Tuesday, June 12, 2007
Lesson 1 - Why Practice Buddhism
Before we get into the fundamental studies of Buddhism we first might want to take a look at why we are studying Buddhism. This will also give us an opportunity to introduce various terms and define those terms, as they will become part of our general language when talking about Buddhism. One motivation for studying Buddhism might be to escape our cyclical existence in Samsara. Saṃsāra, the Sanskrit and Pāli term for "continuous movement" or "continuous flowing" refers in Buddhism to the concept of a cycle of birth (jāti) and consequent decay and death (jarāmaraṇa), in which all beings in the universe participate and which can only be escaped through enlightenment.

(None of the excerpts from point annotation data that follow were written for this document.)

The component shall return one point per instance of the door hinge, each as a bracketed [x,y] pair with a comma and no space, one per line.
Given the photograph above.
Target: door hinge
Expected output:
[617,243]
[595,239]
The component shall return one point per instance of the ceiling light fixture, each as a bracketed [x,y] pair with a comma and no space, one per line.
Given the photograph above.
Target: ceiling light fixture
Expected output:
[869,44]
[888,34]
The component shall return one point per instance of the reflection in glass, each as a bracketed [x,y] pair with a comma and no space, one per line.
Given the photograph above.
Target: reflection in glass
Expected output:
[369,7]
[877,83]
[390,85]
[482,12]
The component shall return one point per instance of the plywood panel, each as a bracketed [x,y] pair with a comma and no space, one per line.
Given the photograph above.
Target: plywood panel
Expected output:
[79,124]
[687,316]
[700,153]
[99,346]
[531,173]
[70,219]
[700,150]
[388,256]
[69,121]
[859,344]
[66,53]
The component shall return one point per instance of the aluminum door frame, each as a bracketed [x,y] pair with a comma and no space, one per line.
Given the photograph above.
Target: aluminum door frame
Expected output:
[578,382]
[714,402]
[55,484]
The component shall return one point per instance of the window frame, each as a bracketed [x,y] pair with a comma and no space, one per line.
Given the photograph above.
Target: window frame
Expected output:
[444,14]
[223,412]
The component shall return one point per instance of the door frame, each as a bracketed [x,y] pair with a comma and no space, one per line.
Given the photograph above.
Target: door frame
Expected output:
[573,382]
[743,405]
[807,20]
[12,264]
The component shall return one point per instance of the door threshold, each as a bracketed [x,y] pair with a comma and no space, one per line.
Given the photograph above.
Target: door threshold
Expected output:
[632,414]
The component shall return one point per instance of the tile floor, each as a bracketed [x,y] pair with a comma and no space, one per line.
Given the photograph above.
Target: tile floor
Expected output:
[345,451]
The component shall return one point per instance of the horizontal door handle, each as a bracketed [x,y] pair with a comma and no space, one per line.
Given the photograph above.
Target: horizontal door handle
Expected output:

Saṃsāra is associated with suffering (dukka in Sanskrit) and is generally considered the antithesis of nirvāṇa or nibbāna. Samsara is our existence of suffering in this world; we will go into the 6 realms of existence in upcoming lessons. Or we might wish to study Buddhism to create bodichitta. Bodichitta is not an easy concept to explain in a sentence but it may be thought of as loving kindness, working for the goal of others. It is one thing to work to eliminate your own personal sufferings but a much higher goal to work to also eliminate the sufferings of others. Many Buddhist make a vow when doing daily practice to "dedicate the merit of their practice to all sentient beings" this is Bodhicitta. Lastly we might wish to practice Buddhism to experience more truly our lives, to recognize the ebbs and flows and be content which each. Buddhism teaches neither to be attached to happiness nor to sorrow but to live in the moment experiencing fully each moment for what it truly is - impermanence. This concept frees oneself to be all they can be and experience more fully life without holding on with a clenched fist of desire and attachment. So now we have some good reason to practice. Let our practice begin!